Gregory Canter said he participated in the ALS Association’s Ice Bucket Challenge several years ago, even though “I didn’t have ALS and I didn’t know anyone who did.” A few years later, he was diagnosed with the disease and subsequently enrolled in the six-month Amylyx trial. He believes he received a placebo, but as a trial participant was offered the drug after the trial was over, as part of what is called an open study.
Canter said the drug has stabilized his breathing and helped him in other ways. “I am still alive, living independently and the progression of my disease has been noticeably slowed,” he said.
Brian Wallach, a former Obama White House staffer who was diagnosed five years ago, noted that some panel members said they had voted against the drug in March to protect patients from false hope.
“I don’t need you to protect me from myself,” he said. Such “antiquated paternalism is misplaced,” he said through an aide because his speech was heavily affected. “There is only one right answer here. I only hope you have the courage to recommend approval.”
Amylyx applied to the FDA for approval of the drug in November 2021. The company submitted data from a 24-week trial that showed the drug was safe and slowed the decline in essential functions such as walking, talking and cutting food by 25 percent.
In a follow-up study, in which all participants were offered the drug, patients who received the treatment from the start of the study lived a median of more than six months longer than those who did not, the researchers found.
More recent analyzes provided by the manufacturer showed that AMX0035 extended median survival several months longer than originally thought, delayed first hospitalizations and reduced serious complications.
Still, the FDA has signaled for months that it had doubts about approving the drug in a single study, especially when the agency said it didn’t find the data “exceptionally compelling.” The agency said the company did not adequately account for deaths during the trial and took issue with other aspects of the study. It said the additional analyzes did not include new information.
Canada recently approved AMX0035 on a conditional basis.
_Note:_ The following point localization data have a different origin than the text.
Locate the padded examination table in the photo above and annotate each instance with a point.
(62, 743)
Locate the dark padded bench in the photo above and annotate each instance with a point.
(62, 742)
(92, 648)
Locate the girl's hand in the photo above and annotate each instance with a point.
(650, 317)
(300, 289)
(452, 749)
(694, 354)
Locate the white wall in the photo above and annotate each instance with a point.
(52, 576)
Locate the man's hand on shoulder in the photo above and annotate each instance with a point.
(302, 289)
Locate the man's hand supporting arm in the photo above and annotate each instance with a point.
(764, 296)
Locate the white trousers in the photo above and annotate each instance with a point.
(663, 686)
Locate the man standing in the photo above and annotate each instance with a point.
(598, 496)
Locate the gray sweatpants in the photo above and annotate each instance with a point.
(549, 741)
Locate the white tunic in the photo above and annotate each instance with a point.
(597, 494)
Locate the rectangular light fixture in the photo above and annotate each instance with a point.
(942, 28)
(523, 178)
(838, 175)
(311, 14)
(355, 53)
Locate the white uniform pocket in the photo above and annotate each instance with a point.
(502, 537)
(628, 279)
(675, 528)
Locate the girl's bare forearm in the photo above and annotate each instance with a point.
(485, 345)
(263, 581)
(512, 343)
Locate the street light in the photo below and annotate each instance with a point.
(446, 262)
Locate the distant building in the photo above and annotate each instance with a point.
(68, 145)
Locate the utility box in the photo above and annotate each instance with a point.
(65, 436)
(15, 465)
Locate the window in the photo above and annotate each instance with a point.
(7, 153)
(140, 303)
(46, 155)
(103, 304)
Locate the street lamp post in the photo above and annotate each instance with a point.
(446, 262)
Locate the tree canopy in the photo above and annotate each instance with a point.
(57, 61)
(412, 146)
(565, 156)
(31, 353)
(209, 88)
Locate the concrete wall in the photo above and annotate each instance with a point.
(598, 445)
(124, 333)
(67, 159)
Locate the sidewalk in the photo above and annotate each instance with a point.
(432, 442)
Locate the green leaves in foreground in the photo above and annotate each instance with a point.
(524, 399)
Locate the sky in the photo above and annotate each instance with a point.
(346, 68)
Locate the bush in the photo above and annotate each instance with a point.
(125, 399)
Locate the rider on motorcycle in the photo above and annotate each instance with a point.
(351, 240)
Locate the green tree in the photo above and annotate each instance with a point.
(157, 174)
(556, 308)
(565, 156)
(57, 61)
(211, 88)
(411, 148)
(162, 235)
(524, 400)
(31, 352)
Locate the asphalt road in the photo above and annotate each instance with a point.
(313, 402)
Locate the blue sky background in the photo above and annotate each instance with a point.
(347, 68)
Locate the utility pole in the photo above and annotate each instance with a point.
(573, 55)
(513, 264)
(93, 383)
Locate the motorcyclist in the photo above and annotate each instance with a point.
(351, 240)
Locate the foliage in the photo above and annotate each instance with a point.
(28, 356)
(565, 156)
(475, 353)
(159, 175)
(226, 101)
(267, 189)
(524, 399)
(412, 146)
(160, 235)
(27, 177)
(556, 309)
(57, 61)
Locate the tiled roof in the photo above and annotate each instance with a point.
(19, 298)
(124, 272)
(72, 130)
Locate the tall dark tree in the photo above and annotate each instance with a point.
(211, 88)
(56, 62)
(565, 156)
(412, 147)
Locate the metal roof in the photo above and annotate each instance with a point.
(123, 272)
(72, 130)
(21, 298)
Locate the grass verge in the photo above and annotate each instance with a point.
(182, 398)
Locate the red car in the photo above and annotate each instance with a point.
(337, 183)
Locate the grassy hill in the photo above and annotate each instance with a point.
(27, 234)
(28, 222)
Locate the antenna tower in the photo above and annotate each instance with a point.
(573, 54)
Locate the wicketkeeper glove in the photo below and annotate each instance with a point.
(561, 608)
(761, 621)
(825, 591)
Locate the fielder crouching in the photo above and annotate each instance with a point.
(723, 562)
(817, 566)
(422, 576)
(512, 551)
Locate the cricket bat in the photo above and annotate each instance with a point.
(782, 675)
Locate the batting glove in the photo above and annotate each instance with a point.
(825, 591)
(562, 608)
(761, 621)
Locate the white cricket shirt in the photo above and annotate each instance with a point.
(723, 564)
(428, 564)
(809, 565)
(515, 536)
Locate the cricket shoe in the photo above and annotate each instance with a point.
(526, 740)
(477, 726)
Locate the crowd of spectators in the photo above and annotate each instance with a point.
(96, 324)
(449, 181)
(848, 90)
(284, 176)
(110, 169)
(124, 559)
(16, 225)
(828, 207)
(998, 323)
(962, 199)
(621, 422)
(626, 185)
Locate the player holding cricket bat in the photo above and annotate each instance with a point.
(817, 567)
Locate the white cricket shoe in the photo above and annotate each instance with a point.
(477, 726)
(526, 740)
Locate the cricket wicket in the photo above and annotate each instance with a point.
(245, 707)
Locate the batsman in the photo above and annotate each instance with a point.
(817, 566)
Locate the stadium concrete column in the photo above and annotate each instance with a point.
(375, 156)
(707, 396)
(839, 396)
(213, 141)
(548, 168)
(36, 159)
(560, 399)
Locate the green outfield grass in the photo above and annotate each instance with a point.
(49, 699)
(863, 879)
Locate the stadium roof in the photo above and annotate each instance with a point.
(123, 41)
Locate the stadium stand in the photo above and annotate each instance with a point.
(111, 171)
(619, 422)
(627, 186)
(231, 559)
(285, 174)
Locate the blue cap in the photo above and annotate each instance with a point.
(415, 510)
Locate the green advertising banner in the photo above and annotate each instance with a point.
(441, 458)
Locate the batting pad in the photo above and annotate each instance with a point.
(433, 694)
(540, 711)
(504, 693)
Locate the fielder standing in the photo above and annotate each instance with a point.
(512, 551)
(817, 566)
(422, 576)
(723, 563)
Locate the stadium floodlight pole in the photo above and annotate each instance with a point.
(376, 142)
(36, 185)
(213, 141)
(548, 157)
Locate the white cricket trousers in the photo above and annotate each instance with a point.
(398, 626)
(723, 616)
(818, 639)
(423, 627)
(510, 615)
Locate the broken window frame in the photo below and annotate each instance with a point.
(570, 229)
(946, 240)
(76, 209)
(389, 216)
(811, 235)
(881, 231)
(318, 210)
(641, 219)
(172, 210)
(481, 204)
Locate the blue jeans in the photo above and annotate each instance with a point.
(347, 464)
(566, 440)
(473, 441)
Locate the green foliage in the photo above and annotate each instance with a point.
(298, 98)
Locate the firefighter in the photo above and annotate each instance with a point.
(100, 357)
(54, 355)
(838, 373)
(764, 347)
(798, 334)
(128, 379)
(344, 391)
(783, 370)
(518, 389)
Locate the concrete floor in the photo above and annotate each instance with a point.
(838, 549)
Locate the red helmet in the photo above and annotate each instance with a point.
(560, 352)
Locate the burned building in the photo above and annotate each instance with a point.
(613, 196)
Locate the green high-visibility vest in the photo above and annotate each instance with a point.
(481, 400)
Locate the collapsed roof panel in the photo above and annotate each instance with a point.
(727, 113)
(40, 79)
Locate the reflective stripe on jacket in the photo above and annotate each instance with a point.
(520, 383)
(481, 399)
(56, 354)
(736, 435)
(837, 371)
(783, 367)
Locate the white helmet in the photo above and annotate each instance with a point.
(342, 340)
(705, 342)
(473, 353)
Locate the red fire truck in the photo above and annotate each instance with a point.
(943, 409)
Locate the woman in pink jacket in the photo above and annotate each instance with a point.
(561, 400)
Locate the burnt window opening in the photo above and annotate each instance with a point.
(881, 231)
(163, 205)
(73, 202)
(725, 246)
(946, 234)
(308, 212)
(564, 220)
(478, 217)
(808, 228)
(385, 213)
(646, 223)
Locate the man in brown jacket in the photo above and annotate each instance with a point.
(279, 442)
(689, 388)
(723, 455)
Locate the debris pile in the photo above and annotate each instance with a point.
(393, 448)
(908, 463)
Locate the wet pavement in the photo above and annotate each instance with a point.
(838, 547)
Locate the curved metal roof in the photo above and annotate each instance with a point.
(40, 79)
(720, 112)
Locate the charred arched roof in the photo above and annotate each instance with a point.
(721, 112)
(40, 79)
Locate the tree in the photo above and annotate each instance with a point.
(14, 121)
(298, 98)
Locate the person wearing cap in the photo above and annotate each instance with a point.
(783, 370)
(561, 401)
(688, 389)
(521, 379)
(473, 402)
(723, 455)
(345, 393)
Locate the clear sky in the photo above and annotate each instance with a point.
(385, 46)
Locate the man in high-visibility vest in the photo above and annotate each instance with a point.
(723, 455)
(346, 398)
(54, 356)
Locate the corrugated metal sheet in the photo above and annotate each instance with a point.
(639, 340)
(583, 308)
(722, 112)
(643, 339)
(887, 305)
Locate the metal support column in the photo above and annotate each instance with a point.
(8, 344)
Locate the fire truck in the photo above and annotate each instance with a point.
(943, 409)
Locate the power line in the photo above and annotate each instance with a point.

That means Amylyx can sell the drug but is required to confirm its benefits based on the results of the larger study. But the FDA’s approval processes are somewhat different than Canada’s.
Some ALS patients are already taking one or both components of AMX0035. Since sodium phenylbutyrate is approved for another purpose, doctors are allowed to prescribe it off label for ALS. And the supplement, sometimes called TUDCO, is available on a number of websites.
Some health policy experts said in the hearing that the drug should not be approved until further data prove its effectiveness.
Others agreed that the FDA has a legal responsibility to determine that drugs are safe and effective — but noted that it has flexibility in how to do that. Unclear data can complicate the picture.
“Science is messy, and even well-designed trials won’t always give you a clear answer,” said Holly Fernandez Lynch, a University of Pennsylvania bioethicist who is not on the panel.